The two largest fall races in the Washington, D.C. area will be run as planned even with the federal government having shut down.
The Army 10-Miler, scheduled for October 20, and the Marine Corps Marathon, scheduled for October 27, would be largely unaffected by a potential government shutdown, spokespeople for both events told Runner's World Newswire.
"It's not going to affect our race," said a spokesperson for the Army 10-Miler, which, with 22,065 finishers in 2012, was the second largest 10-miler in the United States.
"Marine Corps Marathon staff is paid with non-appropriated funds," said Tami Faram, public relations coordinator for the marathon, which was the third largest marathon in the United States last year. "The race will go on."
With Congress unable so far to reach a budget agreement for the fiscal year that started October 1, some federal workers have been furloughed, and some federal services stopped. But because the Marine Corps Marathon staff is paid from funds that are provided outside the appropriations process, those workers wouldn't be affected by a shutdown.

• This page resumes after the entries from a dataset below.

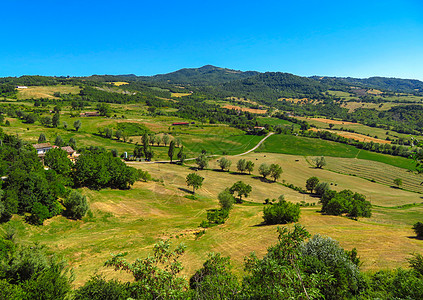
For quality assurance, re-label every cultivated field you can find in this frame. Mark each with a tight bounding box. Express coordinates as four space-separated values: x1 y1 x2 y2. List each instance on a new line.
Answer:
223 105 267 114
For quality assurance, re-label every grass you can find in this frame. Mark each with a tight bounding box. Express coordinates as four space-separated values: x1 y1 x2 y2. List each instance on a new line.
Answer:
257 116 300 128
297 116 423 141
4 152 422 287
17 85 81 100
325 157 423 193
257 133 415 170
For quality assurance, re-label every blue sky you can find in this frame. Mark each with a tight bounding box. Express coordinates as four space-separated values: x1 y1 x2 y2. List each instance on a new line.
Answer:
2 0 423 79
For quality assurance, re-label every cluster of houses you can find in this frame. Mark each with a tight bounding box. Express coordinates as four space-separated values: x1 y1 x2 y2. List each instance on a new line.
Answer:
32 143 79 163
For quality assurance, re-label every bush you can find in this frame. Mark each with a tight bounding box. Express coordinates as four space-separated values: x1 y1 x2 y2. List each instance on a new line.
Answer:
63 190 89 220
263 196 300 225
413 222 423 239
74 275 130 300
315 182 330 197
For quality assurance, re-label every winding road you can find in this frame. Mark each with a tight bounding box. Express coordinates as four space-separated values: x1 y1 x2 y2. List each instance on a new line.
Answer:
126 132 274 165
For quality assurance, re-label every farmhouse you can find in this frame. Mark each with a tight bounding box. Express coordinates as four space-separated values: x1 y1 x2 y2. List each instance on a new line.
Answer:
16 86 28 89
33 143 53 156
172 122 189 126
80 111 100 117
32 143 79 162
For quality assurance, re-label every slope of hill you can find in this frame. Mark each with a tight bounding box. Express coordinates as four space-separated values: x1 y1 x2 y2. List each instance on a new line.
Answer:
314 76 423 94
142 65 259 86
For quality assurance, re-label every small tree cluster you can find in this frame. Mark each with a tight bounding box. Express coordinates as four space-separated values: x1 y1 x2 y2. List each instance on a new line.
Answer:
219 157 232 171
236 159 254 174
259 163 283 181
320 189 372 218
229 181 252 203
262 195 300 225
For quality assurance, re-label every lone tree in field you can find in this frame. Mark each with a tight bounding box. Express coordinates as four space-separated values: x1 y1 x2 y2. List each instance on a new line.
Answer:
186 173 204 194
38 133 46 143
246 161 254 175
63 190 89 220
258 163 271 179
218 189 235 211
52 112 60 128
73 120 82 131
313 156 327 169
269 164 282 182
54 135 64 147
229 181 252 203
219 157 232 172
263 195 300 225
393 178 403 188
237 159 247 173
306 177 320 193
177 146 186 164
196 154 209 170
168 140 175 162
413 222 423 239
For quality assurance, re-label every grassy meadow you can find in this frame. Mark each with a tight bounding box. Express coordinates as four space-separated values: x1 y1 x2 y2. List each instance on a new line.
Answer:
3 152 422 287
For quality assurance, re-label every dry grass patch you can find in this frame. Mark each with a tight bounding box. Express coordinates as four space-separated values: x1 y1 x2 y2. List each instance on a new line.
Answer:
171 92 192 97
109 82 129 86
17 85 81 100
223 105 267 114
309 128 390 144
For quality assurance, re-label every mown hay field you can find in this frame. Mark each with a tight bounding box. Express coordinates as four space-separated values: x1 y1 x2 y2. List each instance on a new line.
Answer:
16 85 81 100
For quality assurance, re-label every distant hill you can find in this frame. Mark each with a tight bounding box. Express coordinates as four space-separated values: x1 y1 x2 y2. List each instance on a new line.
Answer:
141 65 259 86
313 76 423 93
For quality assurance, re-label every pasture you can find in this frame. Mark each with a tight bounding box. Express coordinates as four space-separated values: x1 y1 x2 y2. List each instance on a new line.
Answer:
4 152 422 287
16 85 81 100
257 133 415 170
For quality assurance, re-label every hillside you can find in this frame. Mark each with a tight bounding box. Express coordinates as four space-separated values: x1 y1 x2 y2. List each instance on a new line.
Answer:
141 65 259 86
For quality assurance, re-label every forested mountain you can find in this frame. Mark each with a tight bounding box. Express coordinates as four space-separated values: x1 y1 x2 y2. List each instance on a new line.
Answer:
140 65 259 85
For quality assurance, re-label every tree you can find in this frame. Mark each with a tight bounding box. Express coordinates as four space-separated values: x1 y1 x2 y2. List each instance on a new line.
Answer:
68 137 76 149
218 189 235 211
237 159 247 173
62 121 68 129
74 275 130 300
186 173 204 194
175 137 182 147
52 113 60 128
63 190 89 220
219 157 232 172
393 178 402 188
189 253 240 299
38 133 46 143
196 154 208 170
306 177 320 193
104 240 187 299
315 182 330 197
413 222 423 239
44 148 72 185
74 120 82 131
168 140 175 162
162 134 170 146
54 135 64 147
263 196 300 225
177 146 186 164
40 116 52 127
97 103 111 116
269 163 282 181
115 130 122 141
229 181 252 203
133 145 144 159
144 146 154 161
258 163 271 179
246 160 254 175
313 156 327 169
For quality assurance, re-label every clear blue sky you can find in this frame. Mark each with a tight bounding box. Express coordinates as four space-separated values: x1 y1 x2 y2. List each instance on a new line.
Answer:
2 0 423 80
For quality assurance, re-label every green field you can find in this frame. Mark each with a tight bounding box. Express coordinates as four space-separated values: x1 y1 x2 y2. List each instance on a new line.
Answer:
257 116 300 128
257 133 415 170
4 152 423 287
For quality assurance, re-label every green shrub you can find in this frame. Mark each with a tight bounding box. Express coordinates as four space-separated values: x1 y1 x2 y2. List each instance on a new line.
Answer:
263 196 300 225
63 190 89 220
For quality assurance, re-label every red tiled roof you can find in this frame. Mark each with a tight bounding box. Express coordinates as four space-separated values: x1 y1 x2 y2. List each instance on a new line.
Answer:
33 143 52 149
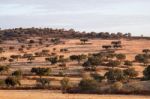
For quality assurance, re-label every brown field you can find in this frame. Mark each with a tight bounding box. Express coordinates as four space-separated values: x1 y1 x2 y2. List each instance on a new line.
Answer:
0 90 150 99
1 38 150 98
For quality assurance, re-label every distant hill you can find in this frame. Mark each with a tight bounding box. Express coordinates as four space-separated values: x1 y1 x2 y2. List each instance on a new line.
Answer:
0 27 147 41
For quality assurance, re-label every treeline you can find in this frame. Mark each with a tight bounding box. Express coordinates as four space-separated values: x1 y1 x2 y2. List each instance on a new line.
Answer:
0 27 132 40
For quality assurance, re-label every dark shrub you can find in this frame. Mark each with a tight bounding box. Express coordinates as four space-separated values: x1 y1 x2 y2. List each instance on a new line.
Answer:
143 65 150 80
79 79 99 92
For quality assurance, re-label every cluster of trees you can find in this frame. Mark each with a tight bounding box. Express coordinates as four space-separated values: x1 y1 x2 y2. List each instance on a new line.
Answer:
31 67 51 88
0 28 132 42
105 68 138 83
0 64 22 87
66 66 140 93
82 52 129 70
102 41 122 50
31 67 51 78
70 54 87 64
135 49 150 66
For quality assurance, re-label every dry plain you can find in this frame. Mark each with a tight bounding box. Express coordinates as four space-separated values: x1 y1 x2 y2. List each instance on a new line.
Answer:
1 38 150 99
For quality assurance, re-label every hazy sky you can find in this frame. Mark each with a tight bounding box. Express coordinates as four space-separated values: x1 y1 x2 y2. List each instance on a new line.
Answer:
0 0 150 36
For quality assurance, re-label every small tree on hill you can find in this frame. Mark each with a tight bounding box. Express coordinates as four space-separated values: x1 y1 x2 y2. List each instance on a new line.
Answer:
51 38 60 44
102 45 111 50
70 54 87 64
80 38 88 44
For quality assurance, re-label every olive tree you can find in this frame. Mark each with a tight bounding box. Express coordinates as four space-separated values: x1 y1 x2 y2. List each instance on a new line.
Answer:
5 76 21 87
31 67 51 78
123 68 138 78
12 70 22 79
36 78 50 88
135 54 150 66
105 68 126 83
45 56 58 65
116 54 126 62
108 60 121 68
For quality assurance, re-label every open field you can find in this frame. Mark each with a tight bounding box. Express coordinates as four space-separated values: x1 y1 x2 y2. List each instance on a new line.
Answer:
1 38 150 98
1 1 150 98
0 90 150 99
0 39 150 84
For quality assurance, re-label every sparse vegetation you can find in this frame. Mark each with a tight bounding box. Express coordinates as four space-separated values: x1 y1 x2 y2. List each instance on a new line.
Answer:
0 30 149 96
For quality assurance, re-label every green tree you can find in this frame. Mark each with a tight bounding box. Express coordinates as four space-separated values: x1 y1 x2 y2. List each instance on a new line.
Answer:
0 65 10 74
36 78 50 88
51 38 60 44
102 45 111 50
105 68 126 83
124 60 133 66
9 58 14 63
12 70 22 78
70 54 87 64
10 55 21 61
135 54 150 66
0 57 7 62
90 72 104 82
87 56 102 66
27 56 35 63
60 77 70 93
143 65 150 80
80 38 88 44
45 56 58 65
123 68 138 78
108 60 121 68
29 39 35 43
116 54 126 62
31 67 51 78
5 76 21 87
82 56 101 70
79 78 99 92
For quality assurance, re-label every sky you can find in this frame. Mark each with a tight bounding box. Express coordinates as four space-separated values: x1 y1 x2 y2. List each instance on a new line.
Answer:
0 0 150 36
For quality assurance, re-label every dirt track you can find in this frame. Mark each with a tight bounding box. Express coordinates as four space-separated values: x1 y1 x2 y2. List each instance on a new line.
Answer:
0 90 150 99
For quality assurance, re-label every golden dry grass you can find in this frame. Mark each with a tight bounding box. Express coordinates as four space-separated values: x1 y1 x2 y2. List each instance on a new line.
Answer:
0 90 149 99
1 39 150 98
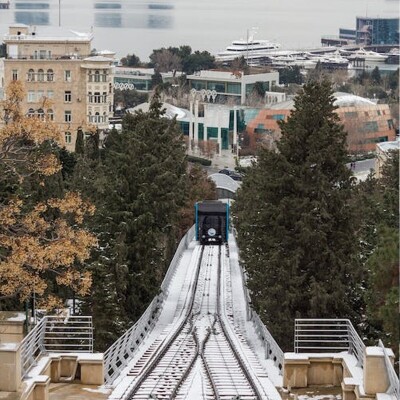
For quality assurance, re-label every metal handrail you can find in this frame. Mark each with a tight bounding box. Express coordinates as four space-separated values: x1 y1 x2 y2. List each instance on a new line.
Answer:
20 317 47 378
44 315 93 353
295 319 366 367
378 340 399 398
252 313 284 372
232 229 284 374
20 315 94 378
103 226 195 386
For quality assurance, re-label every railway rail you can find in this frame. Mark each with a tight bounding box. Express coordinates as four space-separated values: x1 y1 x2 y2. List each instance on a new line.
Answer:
120 245 268 400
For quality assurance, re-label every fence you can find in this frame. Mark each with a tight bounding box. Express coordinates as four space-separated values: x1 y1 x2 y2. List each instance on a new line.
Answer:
378 340 399 398
103 226 195 386
20 315 93 378
20 317 47 378
232 230 284 374
294 319 365 367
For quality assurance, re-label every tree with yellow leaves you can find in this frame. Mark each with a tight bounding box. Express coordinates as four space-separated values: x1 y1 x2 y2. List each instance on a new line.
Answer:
0 81 97 308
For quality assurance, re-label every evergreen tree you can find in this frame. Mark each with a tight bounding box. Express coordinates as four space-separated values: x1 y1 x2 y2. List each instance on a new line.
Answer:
234 81 361 350
97 95 187 325
357 151 399 356
371 66 382 85
75 127 85 155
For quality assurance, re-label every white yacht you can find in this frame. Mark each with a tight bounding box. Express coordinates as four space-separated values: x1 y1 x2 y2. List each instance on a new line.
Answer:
216 36 280 62
347 48 388 62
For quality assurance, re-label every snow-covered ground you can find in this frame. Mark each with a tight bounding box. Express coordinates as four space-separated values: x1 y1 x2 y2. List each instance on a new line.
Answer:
108 236 283 399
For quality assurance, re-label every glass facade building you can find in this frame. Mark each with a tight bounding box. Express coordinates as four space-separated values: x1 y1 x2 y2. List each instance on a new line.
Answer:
356 17 399 45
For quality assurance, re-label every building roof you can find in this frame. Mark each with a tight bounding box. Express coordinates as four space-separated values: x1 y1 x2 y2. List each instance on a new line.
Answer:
83 55 114 62
4 26 93 42
129 102 193 120
376 140 400 153
333 92 376 107
269 92 378 110
209 173 240 193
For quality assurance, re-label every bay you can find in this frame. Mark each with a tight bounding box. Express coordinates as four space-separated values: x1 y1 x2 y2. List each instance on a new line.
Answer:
0 0 398 60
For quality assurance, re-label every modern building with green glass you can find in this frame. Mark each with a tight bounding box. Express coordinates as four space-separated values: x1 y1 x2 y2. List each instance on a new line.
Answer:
186 70 279 105
113 67 179 92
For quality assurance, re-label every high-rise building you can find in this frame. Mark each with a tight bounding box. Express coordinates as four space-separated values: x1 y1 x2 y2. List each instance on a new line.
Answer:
1 24 114 151
356 17 399 45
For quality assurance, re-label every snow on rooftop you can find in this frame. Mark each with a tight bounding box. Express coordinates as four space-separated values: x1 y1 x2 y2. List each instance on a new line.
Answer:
377 140 400 153
5 26 93 41
270 92 380 110
0 311 26 322
129 102 192 120
209 173 240 193
333 92 376 107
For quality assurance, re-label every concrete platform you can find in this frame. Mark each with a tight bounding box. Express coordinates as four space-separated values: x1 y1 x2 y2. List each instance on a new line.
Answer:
49 383 110 400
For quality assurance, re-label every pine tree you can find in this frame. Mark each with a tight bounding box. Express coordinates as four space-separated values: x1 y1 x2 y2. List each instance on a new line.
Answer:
75 127 85 155
234 80 361 350
358 151 399 356
96 97 187 325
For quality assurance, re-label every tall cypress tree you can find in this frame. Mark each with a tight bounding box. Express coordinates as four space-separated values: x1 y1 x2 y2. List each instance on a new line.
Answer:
75 127 85 155
100 96 187 324
234 81 361 350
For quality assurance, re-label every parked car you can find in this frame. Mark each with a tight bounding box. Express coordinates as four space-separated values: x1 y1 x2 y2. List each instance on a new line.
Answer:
218 168 242 181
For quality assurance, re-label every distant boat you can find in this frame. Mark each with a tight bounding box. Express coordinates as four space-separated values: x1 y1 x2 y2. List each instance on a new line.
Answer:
216 36 280 63
0 1 10 9
347 48 388 62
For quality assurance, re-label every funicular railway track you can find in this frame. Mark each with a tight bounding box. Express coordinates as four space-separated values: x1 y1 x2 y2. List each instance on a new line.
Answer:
124 245 264 400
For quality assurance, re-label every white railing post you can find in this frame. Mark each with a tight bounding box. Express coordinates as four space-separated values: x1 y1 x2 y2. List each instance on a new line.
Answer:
378 339 399 398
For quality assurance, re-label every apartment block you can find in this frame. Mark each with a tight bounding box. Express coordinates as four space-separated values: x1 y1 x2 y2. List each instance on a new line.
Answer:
1 24 114 151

Faram said some agencies the marathon partners with, including federal law enforcement and the National Park Service, might furlough some of its workers. But, Faram said, the marathon doesn't have a list of who those workers might be at this point, because individual federal agencies determine which of their workers are considered essential (i.e., will report to work during the shutdown) and which are considered non-essential (i.e., are furloughed during the shutdown).
In addition, Faram said, the marathon works with several private contractors whose staff would not be immediately affected by a shutdown.